ルコルニュ首相、経営者向けに「税制の安定性」を約束
ルコルニュ首相は9月9日、経営者団体向けに書簡を送付し、2027年予算法案について説明した。
法人対象の税制の安定性を約束した。
首相は、増税の標的になることなどを恐れる経営者側の不満に配慮して、今回の書簡送付を決めた。
首相はこの中で、法人への新たな課税はしないと約束。
企業の投資・生産・承継を可能にする措置を見直さないとも約束した。
課税については、大手企業を対象に導入した法人税の特別加算税について、恒久化はせず、課税水準を軽減すると約束した。
具体的な軽減幅については示さなかった。
特別加算税の税収は現在、年間80億ユーロ程度とされており、これが50億-60億ユーロ程度へ軽減されるとの見方がある。
企業向けの各種優遇措置については、研究税額控除(CIR)について現状維持を約束。
企業の相続を優遇する通称デュトレイユ制度についても維持することを約束した。
首相はそれに加えて、企業の従業員による承継を支援する新たな制度(パパン制度)を導入すると予告した。

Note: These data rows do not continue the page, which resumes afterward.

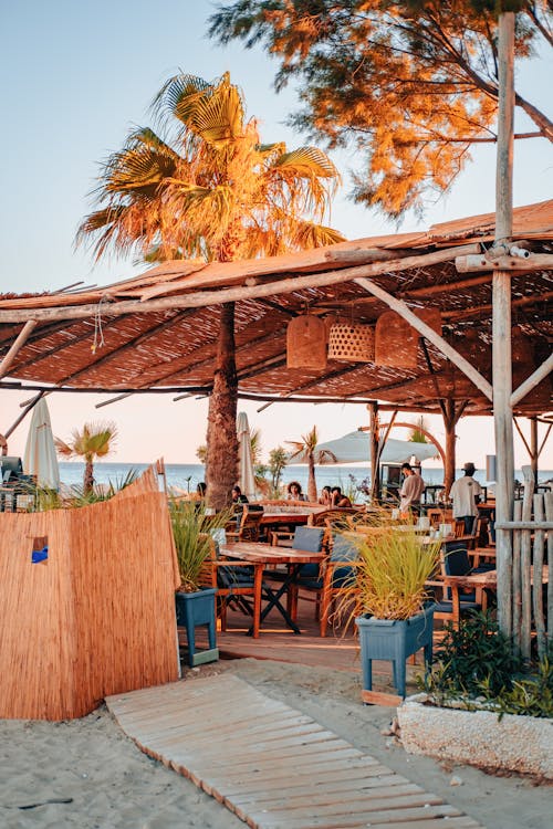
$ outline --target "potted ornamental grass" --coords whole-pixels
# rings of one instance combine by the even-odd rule
[[[216,594],[207,563],[213,549],[213,536],[225,529],[232,517],[226,510],[208,514],[199,501],[174,499],[169,502],[173,536],[177,552],[180,585],[175,594],[177,626],[186,628],[190,665],[218,659],[216,648]],[[195,629],[207,625],[209,650],[196,652]]]
[[[432,659],[434,601],[427,583],[439,564],[440,542],[420,538],[415,527],[383,527],[358,545],[355,623],[359,632],[363,689],[372,690],[373,659],[389,660],[394,684],[405,696],[405,663],[425,649]]]

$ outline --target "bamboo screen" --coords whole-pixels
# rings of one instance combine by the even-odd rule
[[[0,514],[1,717],[79,717],[178,679],[166,496],[131,495]],[[45,541],[48,559],[32,564]]]

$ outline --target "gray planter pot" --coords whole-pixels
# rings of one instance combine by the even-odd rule
[[[413,653],[425,649],[425,665],[432,661],[434,609],[429,605],[417,616],[403,621],[361,616],[355,619],[359,631],[363,689],[373,689],[373,659],[390,661],[394,685],[405,696],[405,663]]]
[[[197,592],[176,592],[175,609],[177,611],[177,626],[186,629],[188,641],[188,664],[194,668],[205,662],[215,662],[219,659],[219,650],[216,642],[216,613],[215,595],[217,590],[206,587]],[[206,625],[208,629],[209,648],[196,650],[196,628]]]

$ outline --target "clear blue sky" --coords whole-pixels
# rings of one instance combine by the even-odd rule
[[[261,51],[246,51],[240,44],[216,48],[207,40],[206,20],[212,6],[207,0],[4,0],[0,4],[4,124],[0,134],[0,291],[55,290],[77,280],[103,284],[136,272],[131,261],[122,260],[93,267],[90,253],[75,252],[73,240],[91,209],[87,193],[98,162],[122,146],[129,128],[149,123],[153,97],[179,70],[206,80],[229,70],[244,93],[249,115],[261,122],[264,140],[284,139],[289,146],[303,143],[283,124],[295,96],[293,90],[274,93],[275,64]],[[536,61],[520,74],[521,92],[546,108],[552,61]],[[526,129],[530,125],[521,119],[517,126]],[[401,230],[493,210],[494,148],[480,147],[473,156],[474,162],[452,192],[429,206],[422,222],[408,217]],[[353,154],[337,155],[334,160],[347,189],[347,170],[358,166],[358,160]],[[551,198],[551,145],[543,139],[519,143],[514,165],[515,204]],[[352,204],[345,192],[334,202],[332,223],[349,239],[396,230],[382,217]],[[15,419],[21,399],[15,393],[0,395],[0,431]],[[67,437],[73,426],[108,417],[121,431],[114,460],[147,461],[158,454],[173,462],[195,460],[205,436],[206,401],[171,403],[168,397],[140,397],[101,410],[94,409],[96,401],[88,395],[50,397],[54,432]],[[298,438],[315,422],[323,440],[366,422],[358,407],[282,405],[261,416],[252,405],[243,408],[252,426],[261,429],[265,451]],[[469,420],[458,430],[460,462],[470,455],[482,464],[486,453],[492,452],[491,422],[476,426]],[[441,431],[439,419],[436,431]],[[10,451],[19,451],[24,437],[22,426],[13,434]],[[525,462],[520,449],[517,459]],[[553,450],[542,465],[553,468]]]

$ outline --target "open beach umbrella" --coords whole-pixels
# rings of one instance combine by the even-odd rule
[[[237,418],[238,434],[238,459],[239,459],[239,479],[238,483],[242,494],[251,501],[255,497],[255,479],[253,475],[253,458],[251,454],[250,424],[248,414],[240,411]]]
[[[317,450],[326,449],[335,457],[335,463],[366,463],[371,460],[371,441],[368,432],[349,432],[342,438],[320,443]],[[434,443],[417,443],[411,440],[388,438],[380,453],[380,461],[404,463],[415,457],[418,461],[435,458],[438,450]]]
[[[44,399],[39,400],[33,409],[23,455],[23,469],[25,474],[36,475],[39,486],[48,486],[51,490],[60,489],[60,466],[50,412]]]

このほかに、承継人の登録税の軽減、退職経営者の譲渡益の控除枠2倍増(100万ユーロへ)などを予告した。
首相はその一方で、その他の企業向け援助を見直す可能性については含みを残した。
検討の上で、必要性が認められなかったり、効率性に乏しい援助については見直すとしたが、詳細は示さなかった。